Going into business, whether you’re self-publishing or otherwise, is a daunting task. There are many things to take into account, but one of the most important things to consider is whether you’re protected legally.
When we’re writing fiction, it’s easy to get swept away in the creativity and just assume that your ideas and characters are all your own so you needn’t worry about any legal problems. And referencing real-life people and places shouldn’t be a problem – any book set in the real world does it.
However, it’s important to note that there is a risk that your characters and their actions, even their names, might bear such a close similarity to a living individual that you can get into problems over defamation.
This guide will make you aware of some of the potential pitfalls to watch out for so you can avoid getting sued for a book you’ve written.
Defamation is a term that covers Libel - the publication of a false statement that damages somebody’s reputation in a way to cause emotional trauma, damage to their reputation, and loss of revenue.
Also Slander - the same damage caused by a verbal statement made in public.

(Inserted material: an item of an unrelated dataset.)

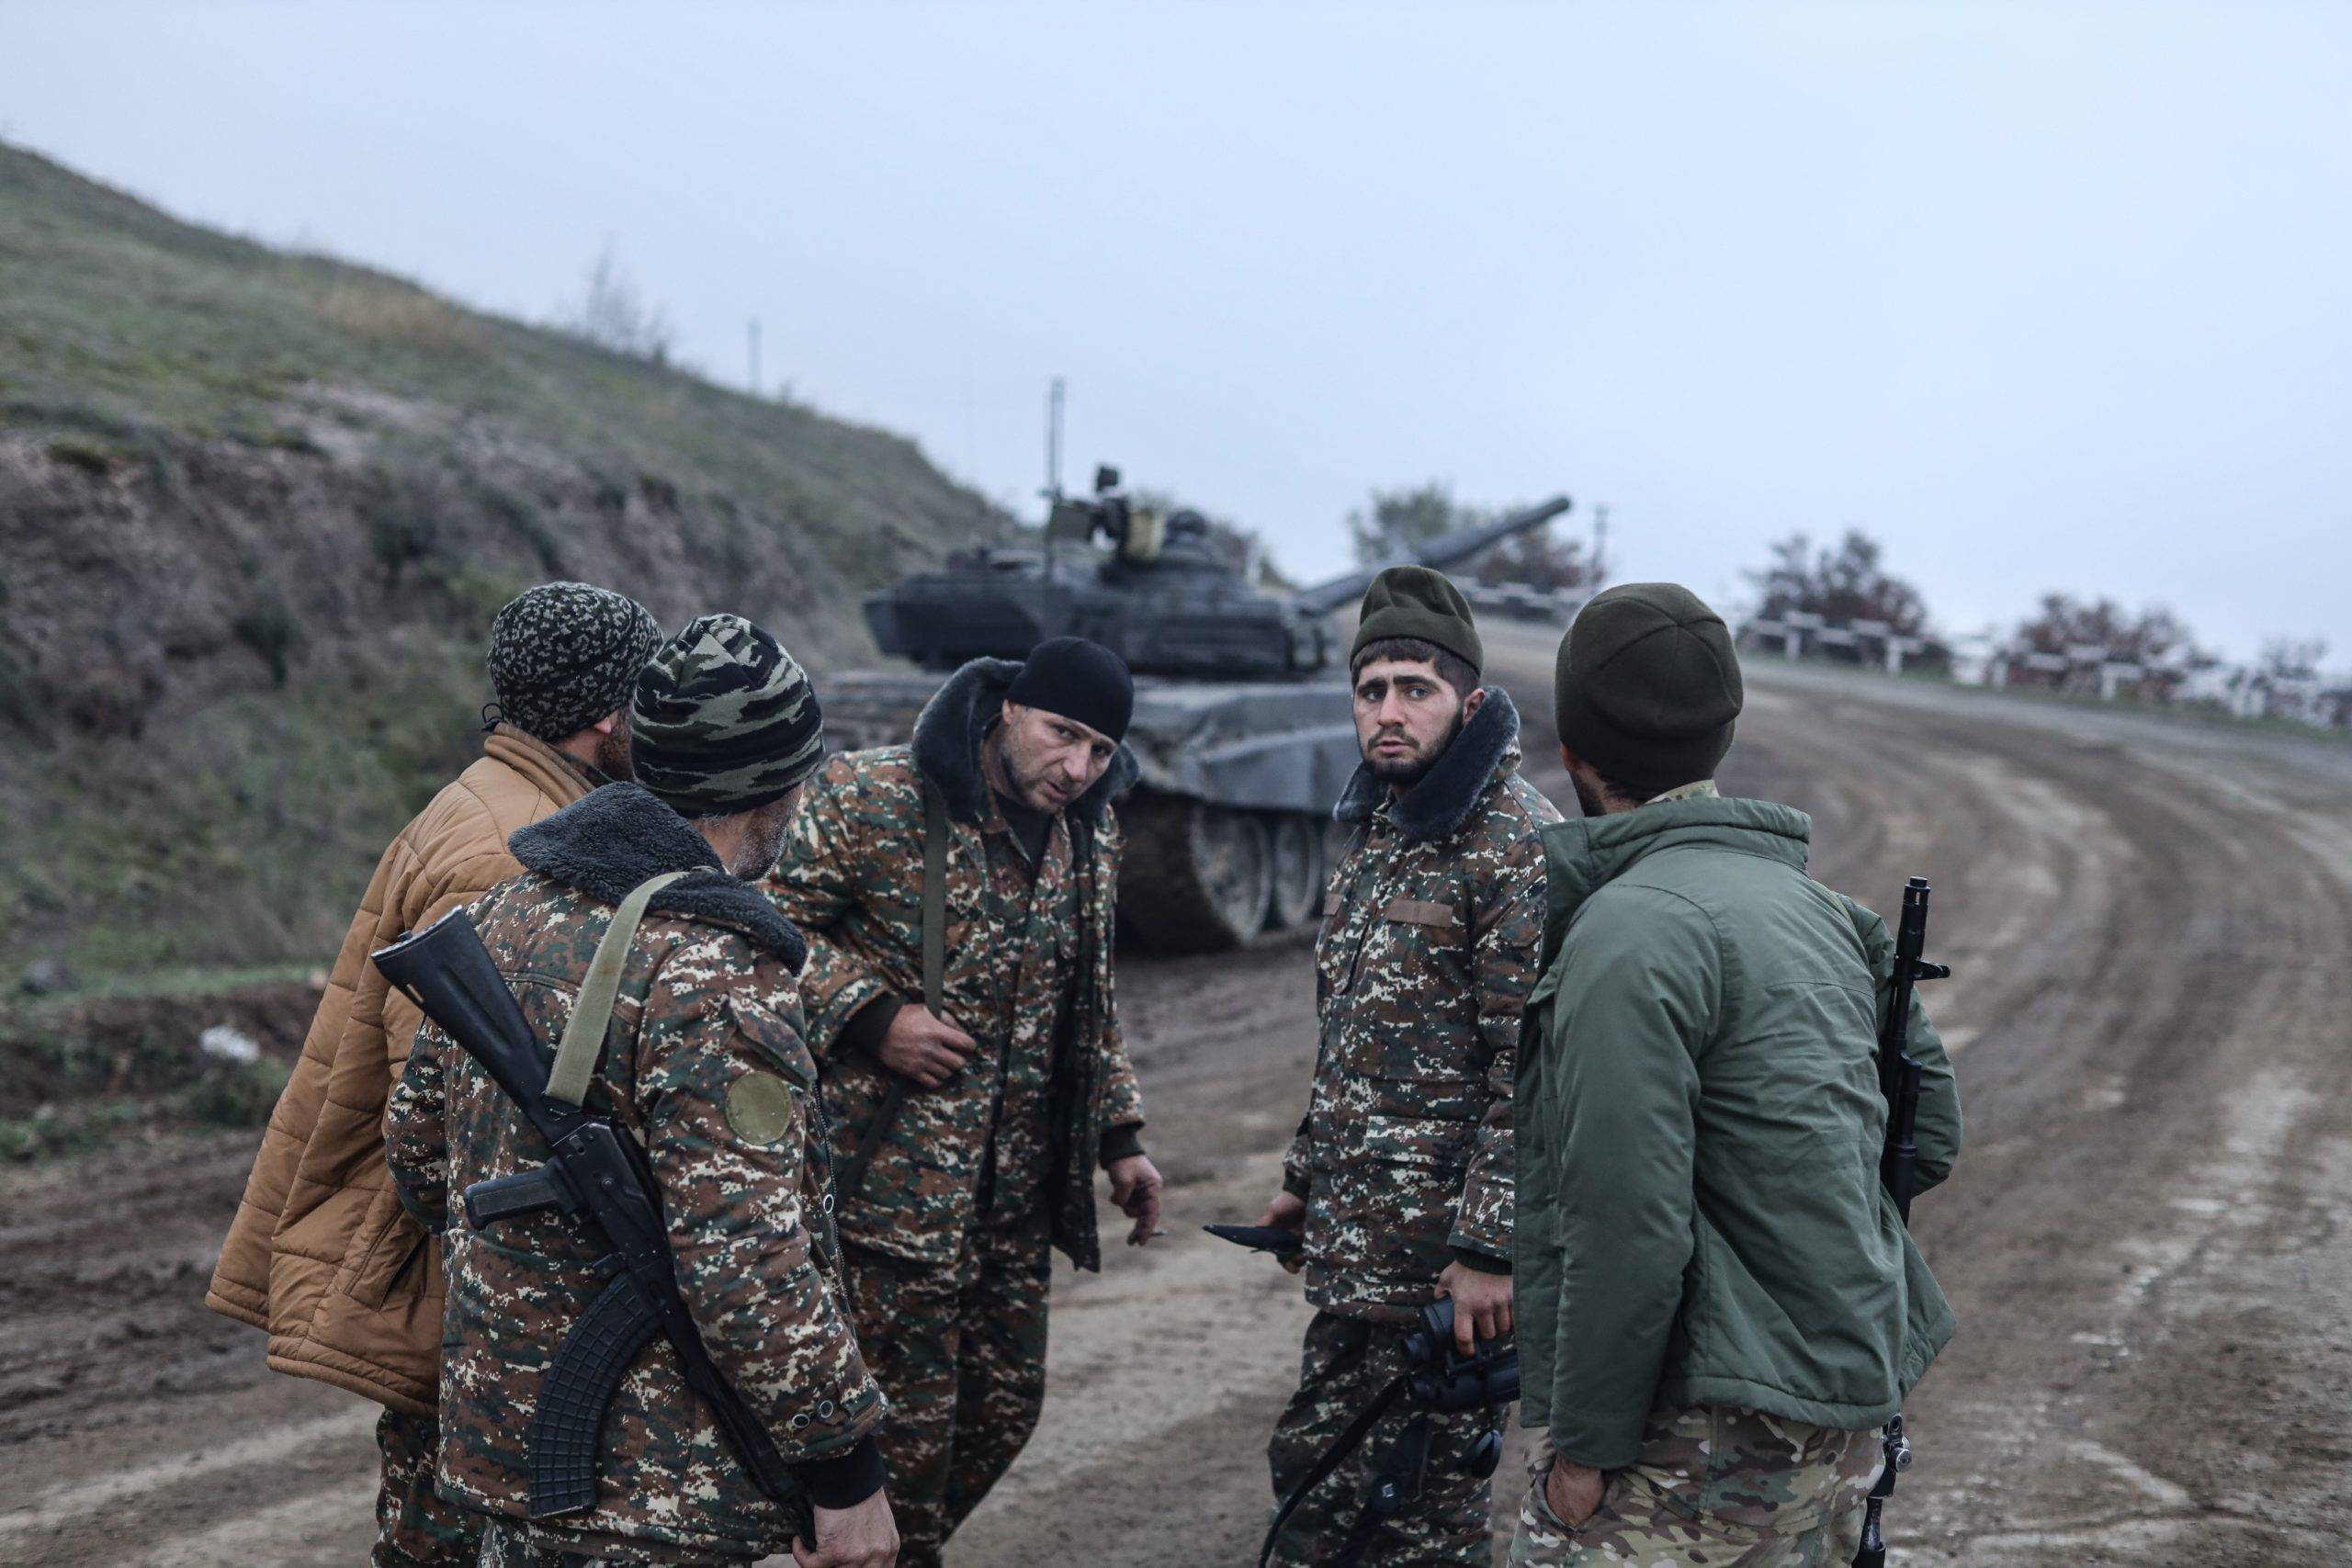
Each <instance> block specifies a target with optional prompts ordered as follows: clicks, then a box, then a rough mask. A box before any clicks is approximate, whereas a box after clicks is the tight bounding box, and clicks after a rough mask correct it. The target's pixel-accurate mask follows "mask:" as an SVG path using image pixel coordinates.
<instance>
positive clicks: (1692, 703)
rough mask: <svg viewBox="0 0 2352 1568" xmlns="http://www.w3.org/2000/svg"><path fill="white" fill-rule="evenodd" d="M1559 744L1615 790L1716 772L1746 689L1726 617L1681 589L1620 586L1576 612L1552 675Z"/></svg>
mask: <svg viewBox="0 0 2352 1568" xmlns="http://www.w3.org/2000/svg"><path fill="white" fill-rule="evenodd" d="M1552 682H1555V684H1552V715H1555V719H1557V722H1559V741H1562V745H1566V748H1569V750H1571V752H1576V755H1578V757H1581V759H1585V762H1590V764H1592V766H1595V769H1599V773H1602V778H1606V780H1609V783H1613V785H1621V788H1632V790H1644V792H1649V795H1658V792H1663V790H1672V788H1675V785H1686V783H1696V780H1700V778H1710V776H1712V773H1715V764H1717V762H1722V759H1724V752H1726V750H1731V729H1733V722H1736V719H1738V717H1740V703H1743V701H1745V689H1743V684H1740V658H1738V654H1736V651H1733V649H1731V632H1729V630H1726V628H1724V618H1722V616H1717V614H1715V611H1712V609H1708V607H1705V604H1703V602H1700V599H1698V595H1693V592H1691V590H1689V588H1684V585H1679V583H1621V585H1616V588H1609V590H1604V592H1597V595H1592V599H1590V602H1588V604H1585V607H1583V609H1581V611H1576V621H1571V623H1569V635H1566V637H1562V639H1559V663H1557V665H1555V672H1552Z"/></svg>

The law varies in detail from state to state but in most cases, any individual person, small group, business, or corporation can bring legal action against you if they feel you have committed libel against them. If they can prove you made an untrue statement in a publication read by other people that clearly relates to them, and that it has caused them some damage they could have a legal case against you.
Libel and defamation can be tricky subjects, but if you’re thinking of putting something in your book that feels like you’re doing it for negative reasons, do a gut-check. Imagine if your book blew up and hit the best seller lists and this person read it. Do you think they could tell it was them? Have your beta readers asked if you are talking about so-and-so? If so, change some major details.
There are a couple of books you can read for more information on this, and are great books to have to hand: Self-Publisher’s Legal Handbook Second Ed. by Helen Sedwick, and Register Your Book: The Essential Guide to ISBNs, Barcodes, Copyright & LCCNs by David Wogahn. You can also find more advice and guidance, should you need it via the Alliance of Independent Authors. As long as you don’t go into self-publishing blindly and take into account the advice here, you can avoid being sued for a book you write.